Most AI projects don’t fail because the model isn’t good enough. They fail because of decisions made in the first two weeks — before a single line of model code is written.
The data problem nobody admits
Every AI project starts with “we have lots of data.” It almost never survives contact with that data. The reality: data is incomplete, inconsistently labelled, stored across five systems, and subject to business rules nobody has documented.
Before committing to a model approach, spend time understanding:
- What data actually exists vs. what people think exists
- How it was collected and whether collection is consistent
- What’s missing and why
If the data story isn’t clean, no model will save you.
Success metrics that move
The second failure pattern: the definition of success changes after the model is built. “We want to automate invoice processing” becomes “we want to automate invoice processing but flag anything over £10k for human review and also handle the legacy XML format from 2019.”
Fix this before building. Define what success looks like in production — not in a demo. Write it down. Get sign-off from everyone who will veto the launch.

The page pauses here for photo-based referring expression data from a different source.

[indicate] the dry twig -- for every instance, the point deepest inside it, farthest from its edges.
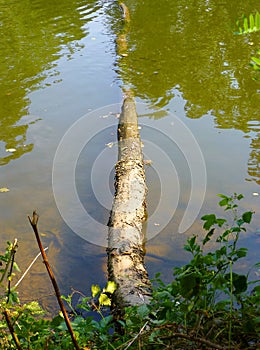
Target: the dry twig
(11, 329)
(33, 221)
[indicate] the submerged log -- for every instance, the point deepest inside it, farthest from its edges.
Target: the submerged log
(125, 237)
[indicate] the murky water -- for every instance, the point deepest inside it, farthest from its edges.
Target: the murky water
(60, 61)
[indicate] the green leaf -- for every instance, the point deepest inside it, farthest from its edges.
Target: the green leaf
(241, 252)
(252, 22)
(110, 287)
(104, 300)
(240, 283)
(208, 236)
(95, 290)
(223, 202)
(247, 216)
(256, 60)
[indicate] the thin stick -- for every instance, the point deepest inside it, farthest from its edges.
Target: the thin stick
(13, 251)
(11, 329)
(33, 221)
(195, 339)
(28, 268)
(136, 336)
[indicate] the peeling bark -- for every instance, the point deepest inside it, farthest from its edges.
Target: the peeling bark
(125, 236)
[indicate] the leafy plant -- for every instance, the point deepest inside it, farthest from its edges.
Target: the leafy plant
(209, 304)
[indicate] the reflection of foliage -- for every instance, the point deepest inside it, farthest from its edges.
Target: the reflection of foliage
(249, 25)
(254, 161)
(33, 36)
(181, 48)
(256, 62)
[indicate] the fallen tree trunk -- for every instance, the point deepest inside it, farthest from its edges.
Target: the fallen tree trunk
(125, 236)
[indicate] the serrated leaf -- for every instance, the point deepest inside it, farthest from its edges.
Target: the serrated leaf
(110, 287)
(104, 300)
(247, 217)
(208, 236)
(4, 189)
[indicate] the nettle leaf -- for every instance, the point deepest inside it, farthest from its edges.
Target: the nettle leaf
(208, 236)
(188, 284)
(241, 252)
(240, 283)
(104, 300)
(110, 287)
(247, 217)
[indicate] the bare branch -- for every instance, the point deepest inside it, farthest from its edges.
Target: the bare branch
(33, 221)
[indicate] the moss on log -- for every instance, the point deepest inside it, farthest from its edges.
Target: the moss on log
(125, 236)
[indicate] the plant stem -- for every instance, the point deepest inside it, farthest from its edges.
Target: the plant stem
(231, 304)
(11, 329)
(33, 221)
(13, 251)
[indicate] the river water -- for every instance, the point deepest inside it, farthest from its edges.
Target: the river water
(64, 67)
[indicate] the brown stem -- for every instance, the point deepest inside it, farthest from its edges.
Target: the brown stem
(33, 221)
(11, 329)
(13, 251)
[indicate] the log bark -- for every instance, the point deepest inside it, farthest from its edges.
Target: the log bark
(125, 237)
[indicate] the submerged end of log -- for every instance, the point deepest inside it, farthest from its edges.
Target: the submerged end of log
(125, 237)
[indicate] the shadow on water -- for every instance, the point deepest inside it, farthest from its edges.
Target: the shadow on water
(191, 49)
(34, 35)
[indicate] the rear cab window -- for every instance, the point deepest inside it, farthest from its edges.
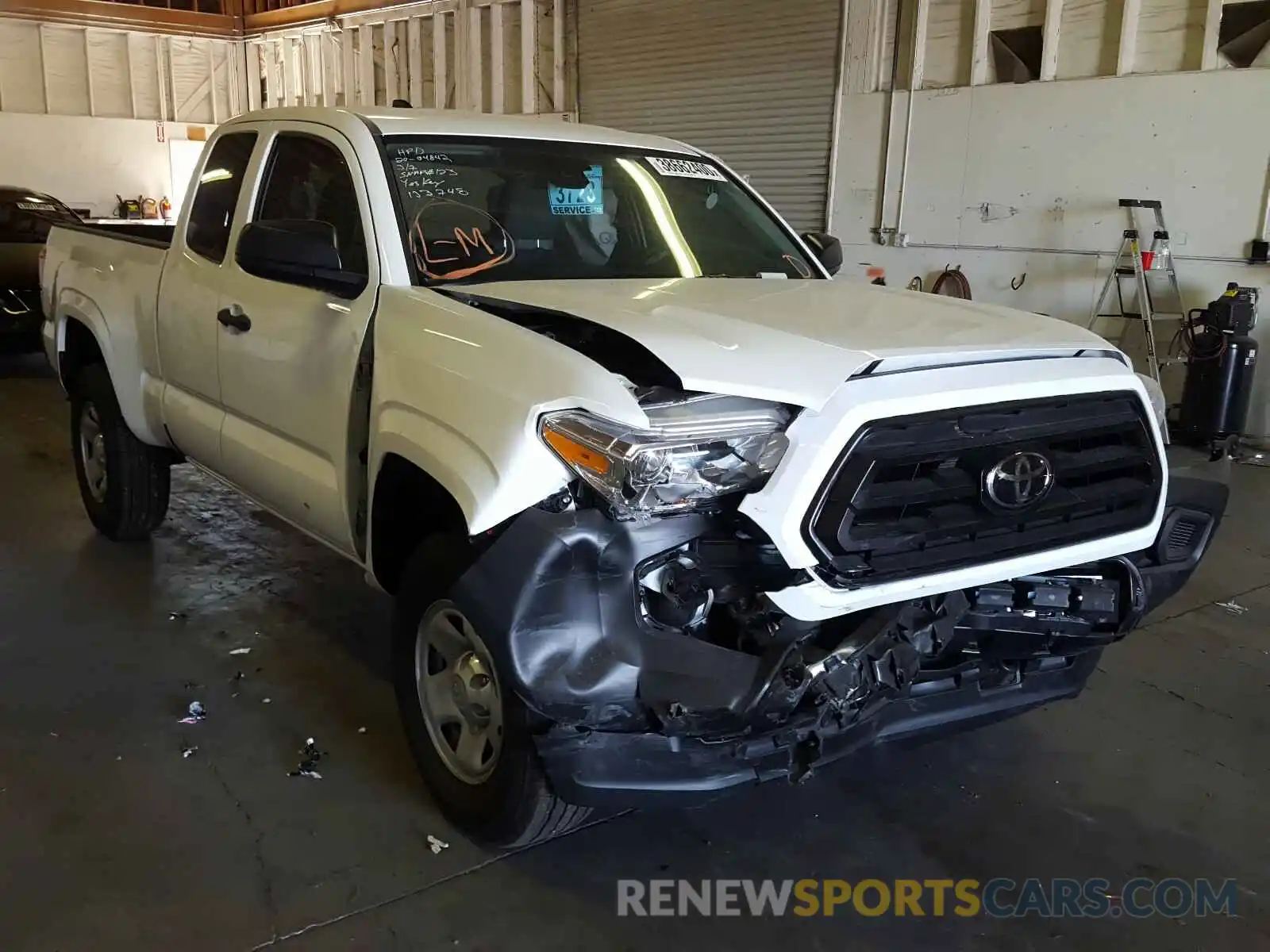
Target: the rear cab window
(207, 232)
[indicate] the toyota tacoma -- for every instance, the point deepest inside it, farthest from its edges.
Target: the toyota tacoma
(664, 509)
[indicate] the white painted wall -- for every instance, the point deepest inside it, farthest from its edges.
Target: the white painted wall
(86, 162)
(89, 71)
(1051, 160)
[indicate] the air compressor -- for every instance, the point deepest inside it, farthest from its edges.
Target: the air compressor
(1221, 365)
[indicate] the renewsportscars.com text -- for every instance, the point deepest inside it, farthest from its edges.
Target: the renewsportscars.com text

The demo-to-production gap
AI demos are deceptively good. A model that handles the curated example in a board presentation will struggle with the long tail of real inputs. Edge cases that seem rare aren’t — in production, the long tail is most of your traffic.
Plan for:
- Input validation — what happens when the model receives something it wasn’t designed for
- Human-in-the-loop — which decisions need a human to review before action
- Monitoring — how you’ll know when model performance degrades
Organisational antibodies
The hardest failures to predict are organisational. A model that automates a task will be resisted by the people who currently do that task. This isn’t irrational — it’s human. Address it early by involving end users in the design process, not just the stakeholders.
The one thing that predicts success
Across every project we’ve worked on, the single strongest predictor of success is a clear owner — one person accountable for the outcome in production, with the authority to make trade-offs. AI projects that are owned by a committee almost always stall.
Find that person first. Build with them, not for them.